Following this, candidates will then take a scenario-based online assessment of their critical reasoning and decision-making, applying competencies set out in the knowledge and skills statement, before they can move onto the practice simulation.
Practice simulations
The final stage will feature three observed practice simulations and candidates must then also submit an essay discussion of the simulated situations and their reasoning behind decisions and actions.
In order to assess the validity of this proposed assessment format, those involved in the pilot stage will also feature employers observing candidates direct practice and comparing their findings with the outcomes of the assessment.
‘Robust and reliable’
In the letter Trowler said: “If the analysis of the assessment proves it to be the robust and reliable system we need it to be, those candidates who reach the accreditation standard will be given a passport to an accredited status once the system has been completed and put in place.
“I can reassure you no candidate will be given a fail mark during this stage and every social worker that sits the assessment will be given a full breakdown of their results and areas where further training may be required.”

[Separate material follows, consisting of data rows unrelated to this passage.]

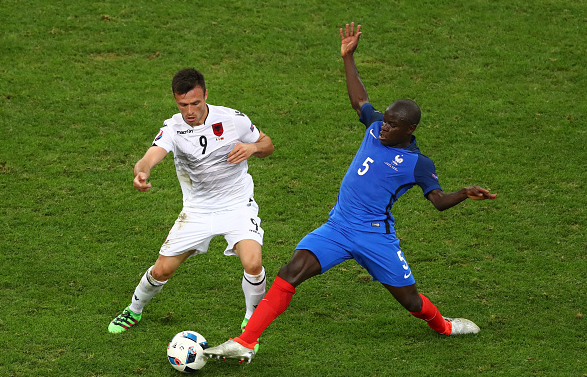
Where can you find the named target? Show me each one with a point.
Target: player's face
(192, 106)
(395, 132)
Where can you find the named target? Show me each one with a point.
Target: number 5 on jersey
(368, 161)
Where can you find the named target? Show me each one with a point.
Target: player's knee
(160, 274)
(412, 303)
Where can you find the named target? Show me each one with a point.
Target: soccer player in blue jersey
(360, 226)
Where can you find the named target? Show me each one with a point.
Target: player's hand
(479, 193)
(349, 39)
(241, 152)
(140, 182)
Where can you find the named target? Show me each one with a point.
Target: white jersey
(208, 182)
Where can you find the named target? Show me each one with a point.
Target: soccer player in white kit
(211, 145)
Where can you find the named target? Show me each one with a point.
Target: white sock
(148, 287)
(254, 290)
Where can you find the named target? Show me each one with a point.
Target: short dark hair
(186, 80)
(408, 110)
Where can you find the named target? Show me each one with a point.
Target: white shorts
(194, 231)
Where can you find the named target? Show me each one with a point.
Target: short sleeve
(164, 139)
(369, 115)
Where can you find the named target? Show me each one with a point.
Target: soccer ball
(186, 351)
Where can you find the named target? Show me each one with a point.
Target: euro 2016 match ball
(186, 351)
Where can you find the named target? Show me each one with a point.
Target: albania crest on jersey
(218, 129)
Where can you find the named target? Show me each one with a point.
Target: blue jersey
(377, 177)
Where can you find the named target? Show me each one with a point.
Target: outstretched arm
(263, 147)
(356, 89)
(442, 200)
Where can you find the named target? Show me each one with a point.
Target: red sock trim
(432, 316)
(271, 306)
(245, 344)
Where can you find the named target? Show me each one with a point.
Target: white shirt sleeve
(247, 131)
(164, 139)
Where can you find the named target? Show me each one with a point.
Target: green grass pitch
(85, 86)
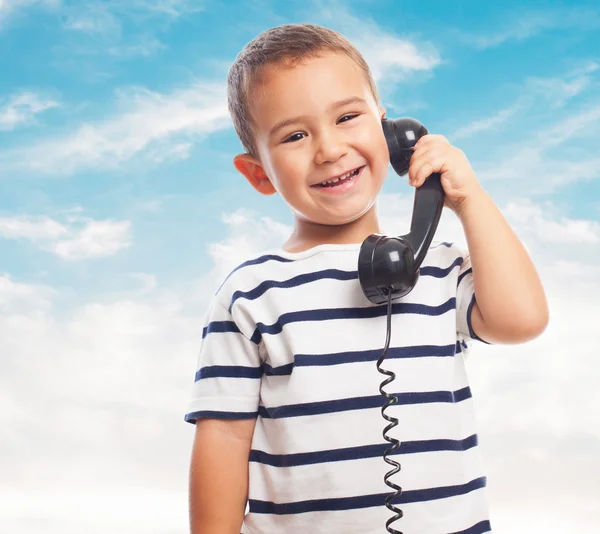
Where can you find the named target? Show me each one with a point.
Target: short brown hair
(287, 44)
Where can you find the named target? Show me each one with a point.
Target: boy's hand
(433, 153)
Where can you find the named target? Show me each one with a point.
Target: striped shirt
(290, 339)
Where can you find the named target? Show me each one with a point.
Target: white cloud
(548, 94)
(173, 8)
(145, 122)
(389, 56)
(551, 228)
(96, 239)
(21, 109)
(526, 25)
(79, 238)
(486, 123)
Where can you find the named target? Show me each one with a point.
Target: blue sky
(120, 209)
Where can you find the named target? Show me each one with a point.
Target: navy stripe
(470, 325)
(358, 453)
(328, 274)
(440, 272)
(417, 351)
(328, 314)
(307, 278)
(214, 414)
(364, 501)
(479, 528)
(321, 360)
(361, 403)
(469, 270)
(256, 261)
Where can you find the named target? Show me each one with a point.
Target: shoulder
(445, 253)
(249, 273)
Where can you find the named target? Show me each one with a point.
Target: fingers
(429, 155)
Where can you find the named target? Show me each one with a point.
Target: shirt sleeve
(228, 374)
(465, 300)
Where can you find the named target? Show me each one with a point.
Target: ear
(253, 171)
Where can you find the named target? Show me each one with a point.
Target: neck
(307, 234)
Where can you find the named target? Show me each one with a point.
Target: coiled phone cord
(391, 399)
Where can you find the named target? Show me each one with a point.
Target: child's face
(323, 142)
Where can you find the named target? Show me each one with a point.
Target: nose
(330, 147)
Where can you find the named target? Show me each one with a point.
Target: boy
(286, 400)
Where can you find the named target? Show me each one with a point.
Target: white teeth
(340, 178)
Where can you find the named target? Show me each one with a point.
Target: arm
(511, 305)
(219, 475)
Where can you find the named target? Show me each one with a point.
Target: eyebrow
(335, 105)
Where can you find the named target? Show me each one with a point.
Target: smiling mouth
(336, 182)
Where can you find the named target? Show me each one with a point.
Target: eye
(348, 117)
(292, 138)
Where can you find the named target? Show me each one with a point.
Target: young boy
(286, 400)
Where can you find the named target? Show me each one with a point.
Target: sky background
(120, 212)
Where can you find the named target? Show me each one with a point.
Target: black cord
(391, 399)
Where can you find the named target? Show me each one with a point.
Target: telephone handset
(391, 264)
(388, 268)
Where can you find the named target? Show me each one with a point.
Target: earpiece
(390, 265)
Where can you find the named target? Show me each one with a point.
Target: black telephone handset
(391, 264)
(388, 268)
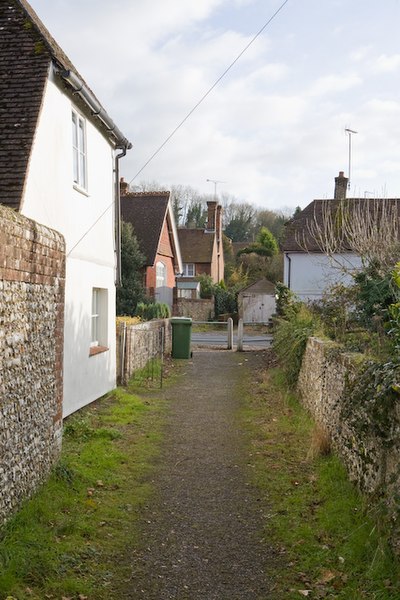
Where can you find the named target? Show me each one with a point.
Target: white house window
(79, 150)
(99, 325)
(161, 275)
(188, 270)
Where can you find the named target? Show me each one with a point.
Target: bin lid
(181, 320)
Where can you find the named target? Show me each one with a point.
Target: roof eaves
(69, 74)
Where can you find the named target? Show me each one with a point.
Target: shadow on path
(202, 533)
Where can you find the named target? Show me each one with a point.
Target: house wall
(51, 199)
(164, 255)
(32, 264)
(256, 307)
(202, 269)
(308, 275)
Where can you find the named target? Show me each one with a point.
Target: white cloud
(387, 64)
(273, 129)
(330, 84)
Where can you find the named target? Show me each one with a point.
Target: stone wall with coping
(32, 281)
(196, 309)
(139, 344)
(322, 384)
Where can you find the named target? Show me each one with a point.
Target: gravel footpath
(202, 533)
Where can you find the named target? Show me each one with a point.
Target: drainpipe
(289, 270)
(117, 217)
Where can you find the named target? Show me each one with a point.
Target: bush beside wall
(139, 344)
(324, 384)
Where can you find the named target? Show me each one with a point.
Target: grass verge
(72, 539)
(327, 536)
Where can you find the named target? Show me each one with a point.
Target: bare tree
(367, 227)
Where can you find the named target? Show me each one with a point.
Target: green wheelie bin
(181, 335)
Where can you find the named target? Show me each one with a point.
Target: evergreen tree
(132, 262)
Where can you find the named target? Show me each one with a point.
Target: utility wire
(210, 89)
(189, 114)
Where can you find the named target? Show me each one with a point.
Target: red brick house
(152, 218)
(202, 252)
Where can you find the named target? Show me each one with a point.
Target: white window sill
(97, 350)
(80, 190)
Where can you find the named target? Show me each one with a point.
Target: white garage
(257, 302)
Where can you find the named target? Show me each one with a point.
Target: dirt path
(202, 533)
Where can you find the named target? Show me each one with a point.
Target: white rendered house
(308, 272)
(67, 174)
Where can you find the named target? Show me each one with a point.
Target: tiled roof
(297, 237)
(26, 52)
(24, 65)
(196, 245)
(146, 211)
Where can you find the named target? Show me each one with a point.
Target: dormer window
(79, 150)
(188, 270)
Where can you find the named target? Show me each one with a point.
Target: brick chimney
(211, 214)
(123, 187)
(341, 186)
(218, 222)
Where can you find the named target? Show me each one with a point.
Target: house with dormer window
(59, 163)
(153, 222)
(202, 253)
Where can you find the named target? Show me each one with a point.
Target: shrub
(206, 286)
(153, 310)
(290, 340)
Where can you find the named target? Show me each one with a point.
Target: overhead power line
(189, 114)
(208, 92)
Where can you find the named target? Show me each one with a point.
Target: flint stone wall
(32, 279)
(137, 344)
(322, 387)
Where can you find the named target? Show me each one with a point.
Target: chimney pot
(123, 187)
(340, 186)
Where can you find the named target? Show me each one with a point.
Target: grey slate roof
(146, 211)
(27, 51)
(297, 227)
(24, 67)
(196, 245)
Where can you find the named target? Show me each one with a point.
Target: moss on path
(202, 533)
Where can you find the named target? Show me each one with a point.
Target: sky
(272, 132)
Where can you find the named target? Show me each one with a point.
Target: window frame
(161, 266)
(99, 321)
(79, 151)
(186, 270)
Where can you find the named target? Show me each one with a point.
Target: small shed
(257, 302)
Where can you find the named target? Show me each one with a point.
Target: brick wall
(32, 278)
(196, 309)
(137, 344)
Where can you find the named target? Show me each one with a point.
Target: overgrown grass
(328, 537)
(72, 539)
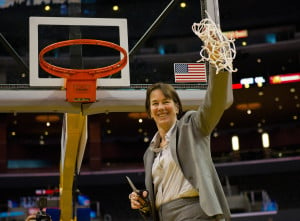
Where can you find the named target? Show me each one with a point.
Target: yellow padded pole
(73, 129)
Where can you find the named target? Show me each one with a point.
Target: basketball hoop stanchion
(81, 84)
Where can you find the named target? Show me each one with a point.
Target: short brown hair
(169, 92)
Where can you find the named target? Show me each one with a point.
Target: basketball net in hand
(218, 50)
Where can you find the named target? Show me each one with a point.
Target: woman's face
(163, 110)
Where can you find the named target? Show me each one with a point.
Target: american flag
(190, 72)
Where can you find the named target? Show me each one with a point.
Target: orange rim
(95, 72)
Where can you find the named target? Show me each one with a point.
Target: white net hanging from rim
(220, 51)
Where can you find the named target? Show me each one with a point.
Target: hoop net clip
(81, 84)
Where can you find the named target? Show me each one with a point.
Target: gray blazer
(190, 147)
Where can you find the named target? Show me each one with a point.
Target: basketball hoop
(81, 84)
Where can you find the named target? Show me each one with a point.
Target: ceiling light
(265, 140)
(182, 4)
(235, 143)
(115, 8)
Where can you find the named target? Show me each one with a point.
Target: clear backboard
(154, 40)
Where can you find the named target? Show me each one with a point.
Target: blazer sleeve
(218, 97)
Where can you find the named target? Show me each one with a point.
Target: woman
(180, 177)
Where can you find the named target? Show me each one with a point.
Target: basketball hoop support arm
(14, 54)
(151, 29)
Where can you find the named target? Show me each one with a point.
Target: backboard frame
(35, 22)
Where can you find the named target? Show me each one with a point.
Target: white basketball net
(220, 50)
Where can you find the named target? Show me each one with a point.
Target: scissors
(139, 192)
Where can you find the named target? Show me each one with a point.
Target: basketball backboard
(161, 42)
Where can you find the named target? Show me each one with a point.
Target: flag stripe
(190, 72)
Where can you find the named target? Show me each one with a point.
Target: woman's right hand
(138, 201)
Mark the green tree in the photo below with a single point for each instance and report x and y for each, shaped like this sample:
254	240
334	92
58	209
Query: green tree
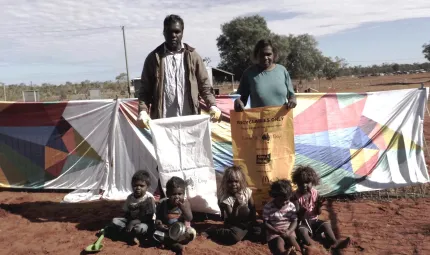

She also stated this assessment method would not be appropriate to assess practice leaders. Instead they will most likely be continuously assessed with a peer group dimension. Details of exactly how practice leaders will be assessed are still being decided.
I think we, the social workers involved in this additional test, should boycott it. The operating assumption behind this scheme is that we are not already qualified to work in child protection/safeguarding…outrageous.
Sorry, JJ McCarron but too many of you are not really “qualified”. You may have the bit of paper but you need to recognise that a proportion of your colleagues are not up to doing the job properly. Read the Court judgments, the Serious Case Reviews, the OFSTED reports.
So how will a Q&A test achieve this? SW’ are grown not accredited overnight Yes we should test specialist knowledge and practice skills but the AYSE was appropriate for NQSWs
I don’t rely on Judges or Ofsted to tell me about e range of skills across our profession but I don’t see anything different in many other professions none of whom would accept such a poor and limited approach being externally imposed on them
What is the point of the ASYE now?
It is another hurdle for NQSW/social workers to jump through? It is piling on more work, which was the fundamental problem and the purpose for the ASYE anyway!
big contract for government chums. what a waste of money.
Will this “accreditatiom” result in a higher wage for the accredited vs. the unaccredited?
Will this “accreditation” result in an increase of wages for the accredited vs. the unaccredited?
How does this apply to existing social workers as opposed to nqsw?